Key Highlights
- MSFT climbed 3% during Wednesday’s session and added another 0.7% in Thursday’s premarket
- The tech giant suffered a 23% decline in H1 2026 — marking its weakest opening half since 2000
- Haleon, a consumer healthcare company, announced a five-year AI and cloud collaboration with Microsoft
- Reports suggest Microsoft may implement workforce reductions impacting less than 2.5% of approximately 228,000 employees
- Wall Street sentiment remains overwhelmingly bullish: 35 out of 36 analysts recommend buying, with a consensus target of $562.10
Microsoft (MSFT) stock experienced a solid 3% rally on Wednesday, July 2, offering investors a welcome respite from what has been a challenging year.
The company endured a brutal 23% slide during 2026’s opening six months — representing its most devastating first-half performance since 2000. The month of June was particularly harsh, with shares tumbling 17%, marking the sharpest monthly downturn since December 2000.

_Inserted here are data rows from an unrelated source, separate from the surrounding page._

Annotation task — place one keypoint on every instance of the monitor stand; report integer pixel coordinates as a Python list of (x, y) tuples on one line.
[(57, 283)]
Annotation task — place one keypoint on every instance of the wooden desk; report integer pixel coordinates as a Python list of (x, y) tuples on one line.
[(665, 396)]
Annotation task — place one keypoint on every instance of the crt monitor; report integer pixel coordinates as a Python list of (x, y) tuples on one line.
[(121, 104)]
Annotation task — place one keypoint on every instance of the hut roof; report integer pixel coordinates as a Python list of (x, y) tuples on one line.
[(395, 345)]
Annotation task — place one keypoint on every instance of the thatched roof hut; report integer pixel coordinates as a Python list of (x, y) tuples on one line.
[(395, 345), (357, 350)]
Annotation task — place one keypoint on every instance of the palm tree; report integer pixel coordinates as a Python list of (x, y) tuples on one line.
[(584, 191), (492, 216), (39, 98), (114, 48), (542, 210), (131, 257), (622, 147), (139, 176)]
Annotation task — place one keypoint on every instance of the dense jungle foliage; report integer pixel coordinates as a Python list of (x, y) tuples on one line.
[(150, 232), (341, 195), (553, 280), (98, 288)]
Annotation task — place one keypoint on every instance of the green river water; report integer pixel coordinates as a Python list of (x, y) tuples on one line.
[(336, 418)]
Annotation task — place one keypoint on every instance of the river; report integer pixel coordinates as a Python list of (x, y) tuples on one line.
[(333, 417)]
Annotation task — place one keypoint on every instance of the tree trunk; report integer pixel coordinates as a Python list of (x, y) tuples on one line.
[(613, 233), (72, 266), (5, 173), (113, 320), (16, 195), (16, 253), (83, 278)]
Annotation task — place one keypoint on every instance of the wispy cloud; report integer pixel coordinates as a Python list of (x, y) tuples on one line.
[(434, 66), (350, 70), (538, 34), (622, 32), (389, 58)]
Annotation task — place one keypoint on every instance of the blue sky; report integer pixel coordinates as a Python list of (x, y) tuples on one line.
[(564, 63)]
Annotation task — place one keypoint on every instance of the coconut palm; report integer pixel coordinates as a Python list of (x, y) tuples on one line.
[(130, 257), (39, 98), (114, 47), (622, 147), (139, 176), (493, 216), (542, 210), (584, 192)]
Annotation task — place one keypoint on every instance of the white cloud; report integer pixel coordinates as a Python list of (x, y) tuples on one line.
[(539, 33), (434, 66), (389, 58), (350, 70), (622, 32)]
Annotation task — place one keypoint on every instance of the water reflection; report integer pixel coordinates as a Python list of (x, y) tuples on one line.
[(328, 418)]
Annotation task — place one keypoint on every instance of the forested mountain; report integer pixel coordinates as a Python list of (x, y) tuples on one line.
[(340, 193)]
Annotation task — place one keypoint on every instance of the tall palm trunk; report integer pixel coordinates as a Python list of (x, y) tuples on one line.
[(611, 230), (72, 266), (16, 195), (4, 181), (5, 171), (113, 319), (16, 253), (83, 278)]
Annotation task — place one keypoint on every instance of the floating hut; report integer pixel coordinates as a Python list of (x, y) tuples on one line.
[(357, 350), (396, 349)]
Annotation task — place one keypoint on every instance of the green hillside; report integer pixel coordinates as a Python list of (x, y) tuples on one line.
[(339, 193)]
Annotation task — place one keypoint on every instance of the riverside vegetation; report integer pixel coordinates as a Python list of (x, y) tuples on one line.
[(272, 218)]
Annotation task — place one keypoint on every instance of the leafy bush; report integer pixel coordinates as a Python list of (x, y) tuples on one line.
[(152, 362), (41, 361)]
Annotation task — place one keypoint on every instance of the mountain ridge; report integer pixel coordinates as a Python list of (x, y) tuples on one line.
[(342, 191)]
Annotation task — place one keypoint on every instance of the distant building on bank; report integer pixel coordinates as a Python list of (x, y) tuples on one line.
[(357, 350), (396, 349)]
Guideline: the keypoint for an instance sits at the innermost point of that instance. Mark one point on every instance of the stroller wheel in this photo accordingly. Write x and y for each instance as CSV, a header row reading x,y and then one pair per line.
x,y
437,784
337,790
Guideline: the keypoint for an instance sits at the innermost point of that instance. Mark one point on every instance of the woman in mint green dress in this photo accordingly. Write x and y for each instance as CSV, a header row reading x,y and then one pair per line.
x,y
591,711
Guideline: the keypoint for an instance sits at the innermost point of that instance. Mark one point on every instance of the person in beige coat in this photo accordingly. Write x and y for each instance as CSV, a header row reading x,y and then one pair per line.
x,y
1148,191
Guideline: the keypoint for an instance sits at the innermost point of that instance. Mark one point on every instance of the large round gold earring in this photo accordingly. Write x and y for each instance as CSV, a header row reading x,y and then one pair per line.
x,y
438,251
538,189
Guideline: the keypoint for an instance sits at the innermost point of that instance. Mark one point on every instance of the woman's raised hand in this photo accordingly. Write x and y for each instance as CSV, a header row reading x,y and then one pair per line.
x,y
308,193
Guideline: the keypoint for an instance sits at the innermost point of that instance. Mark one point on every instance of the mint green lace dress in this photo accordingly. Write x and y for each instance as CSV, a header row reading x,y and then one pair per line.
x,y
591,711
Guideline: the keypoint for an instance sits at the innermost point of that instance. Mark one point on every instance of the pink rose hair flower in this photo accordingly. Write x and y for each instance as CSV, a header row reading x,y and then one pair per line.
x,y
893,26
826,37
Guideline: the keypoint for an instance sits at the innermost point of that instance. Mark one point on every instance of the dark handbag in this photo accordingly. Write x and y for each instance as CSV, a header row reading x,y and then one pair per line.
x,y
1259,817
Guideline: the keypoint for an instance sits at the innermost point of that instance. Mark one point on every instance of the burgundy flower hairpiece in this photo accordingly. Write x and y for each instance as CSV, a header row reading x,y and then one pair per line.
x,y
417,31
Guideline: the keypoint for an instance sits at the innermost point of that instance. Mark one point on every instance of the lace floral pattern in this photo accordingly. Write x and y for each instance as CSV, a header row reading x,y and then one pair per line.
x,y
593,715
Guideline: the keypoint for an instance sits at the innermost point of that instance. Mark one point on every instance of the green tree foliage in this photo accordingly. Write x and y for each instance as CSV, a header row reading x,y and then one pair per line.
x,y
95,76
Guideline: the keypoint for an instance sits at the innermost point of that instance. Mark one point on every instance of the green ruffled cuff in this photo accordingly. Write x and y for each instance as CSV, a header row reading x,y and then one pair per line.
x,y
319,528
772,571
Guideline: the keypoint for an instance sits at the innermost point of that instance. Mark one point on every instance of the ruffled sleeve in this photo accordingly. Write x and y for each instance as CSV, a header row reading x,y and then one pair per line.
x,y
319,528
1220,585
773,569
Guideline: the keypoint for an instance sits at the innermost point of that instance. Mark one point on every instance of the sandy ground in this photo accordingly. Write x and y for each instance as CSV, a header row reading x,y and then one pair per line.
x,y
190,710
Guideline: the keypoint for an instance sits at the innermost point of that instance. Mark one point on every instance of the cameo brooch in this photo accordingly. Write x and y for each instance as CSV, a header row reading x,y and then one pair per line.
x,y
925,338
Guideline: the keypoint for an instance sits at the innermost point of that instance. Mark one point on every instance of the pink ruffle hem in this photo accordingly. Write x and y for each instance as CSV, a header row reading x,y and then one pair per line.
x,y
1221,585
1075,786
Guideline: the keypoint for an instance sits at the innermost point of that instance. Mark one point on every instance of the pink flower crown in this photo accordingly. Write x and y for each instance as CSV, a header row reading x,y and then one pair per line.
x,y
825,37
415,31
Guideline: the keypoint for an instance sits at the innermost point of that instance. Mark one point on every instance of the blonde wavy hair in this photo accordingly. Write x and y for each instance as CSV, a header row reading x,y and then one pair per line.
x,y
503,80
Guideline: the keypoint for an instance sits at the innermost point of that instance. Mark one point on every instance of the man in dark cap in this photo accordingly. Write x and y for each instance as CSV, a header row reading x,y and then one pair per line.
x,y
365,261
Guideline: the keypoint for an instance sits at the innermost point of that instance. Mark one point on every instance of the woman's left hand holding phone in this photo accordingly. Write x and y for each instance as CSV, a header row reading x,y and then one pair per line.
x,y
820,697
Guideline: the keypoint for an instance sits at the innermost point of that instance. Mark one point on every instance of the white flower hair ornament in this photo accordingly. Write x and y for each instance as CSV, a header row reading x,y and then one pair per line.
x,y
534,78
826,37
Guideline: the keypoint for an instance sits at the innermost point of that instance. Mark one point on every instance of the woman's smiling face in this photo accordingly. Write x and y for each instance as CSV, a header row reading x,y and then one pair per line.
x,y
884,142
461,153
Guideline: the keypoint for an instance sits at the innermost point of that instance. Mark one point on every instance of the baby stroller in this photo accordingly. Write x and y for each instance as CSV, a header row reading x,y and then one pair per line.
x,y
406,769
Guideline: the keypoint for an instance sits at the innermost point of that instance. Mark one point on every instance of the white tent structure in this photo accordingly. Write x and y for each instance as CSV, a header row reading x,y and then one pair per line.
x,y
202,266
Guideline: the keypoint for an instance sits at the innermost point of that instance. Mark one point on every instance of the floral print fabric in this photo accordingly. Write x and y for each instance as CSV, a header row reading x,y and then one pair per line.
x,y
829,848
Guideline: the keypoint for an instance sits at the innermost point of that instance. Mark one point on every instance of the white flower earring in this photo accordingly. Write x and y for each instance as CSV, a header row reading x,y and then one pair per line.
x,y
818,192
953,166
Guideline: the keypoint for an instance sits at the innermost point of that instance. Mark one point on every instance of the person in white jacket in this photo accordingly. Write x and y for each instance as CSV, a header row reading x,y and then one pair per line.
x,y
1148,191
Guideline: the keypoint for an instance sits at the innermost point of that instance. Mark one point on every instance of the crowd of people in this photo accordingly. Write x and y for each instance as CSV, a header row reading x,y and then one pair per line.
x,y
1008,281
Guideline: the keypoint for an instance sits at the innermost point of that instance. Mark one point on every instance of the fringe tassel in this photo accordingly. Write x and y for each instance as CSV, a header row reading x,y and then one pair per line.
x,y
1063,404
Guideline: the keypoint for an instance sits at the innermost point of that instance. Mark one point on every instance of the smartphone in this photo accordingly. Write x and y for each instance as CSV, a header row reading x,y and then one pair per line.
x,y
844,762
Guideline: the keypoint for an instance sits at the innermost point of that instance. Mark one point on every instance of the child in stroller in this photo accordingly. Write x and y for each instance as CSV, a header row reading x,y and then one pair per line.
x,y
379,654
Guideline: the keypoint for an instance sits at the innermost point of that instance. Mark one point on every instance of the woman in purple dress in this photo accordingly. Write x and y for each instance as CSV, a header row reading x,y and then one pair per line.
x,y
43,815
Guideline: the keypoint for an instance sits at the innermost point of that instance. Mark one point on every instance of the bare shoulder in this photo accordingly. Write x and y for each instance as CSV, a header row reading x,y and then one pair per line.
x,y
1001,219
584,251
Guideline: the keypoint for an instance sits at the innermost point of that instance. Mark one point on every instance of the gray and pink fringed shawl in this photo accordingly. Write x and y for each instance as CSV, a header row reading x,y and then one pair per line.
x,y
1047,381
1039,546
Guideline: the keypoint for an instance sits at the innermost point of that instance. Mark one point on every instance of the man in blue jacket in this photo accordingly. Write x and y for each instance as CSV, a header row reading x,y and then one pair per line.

Yet momentum appears to be changing direction.
A notable sector rotation is underway, with software equities attracting capital away from semiconductor stocks. The iShares Expanded Tech-Software ETF (IGV) posted gains for four consecutive sessions through Wednesday, accumulating a 7% advance over eight trading days. Meanwhile, the iShares Semiconductor ETF (SOXX) dropped 8.5% during the identical timeframe.
Microsoft’s substantial exposure to software development, previously considered a liability this year, has suddenly become advantageous.
Shares extended their recovery in Thursday’s premarket session, adding 0.7%. The S&P 500 traded relatively flat, the Dow Jones advanced 0.2%, while the Nasdaq slipped 0.3%.
Haleon Announces Extended Five-Year Microsoft AI Partnership
Wednesday brought news that Haleon, a prominent consumer healthcare enterprise, has formalized a new five-year strategic agreement to deepen its integration of Microsoft’s artificial intelligence, cloud infrastructure, and data analytics capabilities throughout its worldwide operations.
The partnership encompasses Microsoft 365 Copilot, Azure cloud platforms, and comprehensive AI solutions. According to Haleon, these technologies will streamline repetitive processes, enhance team collaboration, and bolster cybersecurity measures.
Both organizations intend to collaboratively create AI tools designed for consumer insights, innovation in product development, and optimization of supply chain operations.
Haleon stated the initiative aims to empower its workforce with faster decision-making capabilities and accelerate time-to-market for consumer products. The company has established an ambitious objective to reach an additional one billion consumers by 2030.
For Microsoft, this represents another significant enterprise client committing long-term to its AI ecosystem.
Potential Workforce Reductions Looming
The encouraging developments arrive alongside less favorable news. According to Business Insider, Microsoft may unveil significant workforce reductions as soon as next week.
The anticipated cuts are projected to impact under 2.5% of Microsoft’sapproximately 228,000 full-time workforce — representing a more modest scale compared to earlier reductions that eliminated roughly 4% of personnel.
Sales divisions and consulting teams may face impacts, alongside previously anticipated reductions within the Xbox division.
Microsoft hasn’t issued official confirmation regarding these layoffs. The potential announcement timing coincides with Microsoft’s fiscal year conclusion on June 30, when organizational budget assessments and workforce planning typically occur.
Notwithstanding the challenging opening to 2026, Wall Street maintains considerable optimism. Microsoft currently trades at a forward price-to-earnings multiple of 21.52 times.
Revenue growth projections exceed the S&P 500’s anticipated pace by more than double through 2028, based on MarketWatch analytics.
TipRanks analytics reveal that 35 of 36 analysts tracking Microsoft maintain Buy ratings, with one Hold recommendation and zero Sell ratings. The consensus 12-month price objective stands at $562.10, suggesting approximately 38% potential upside from present valuation levels.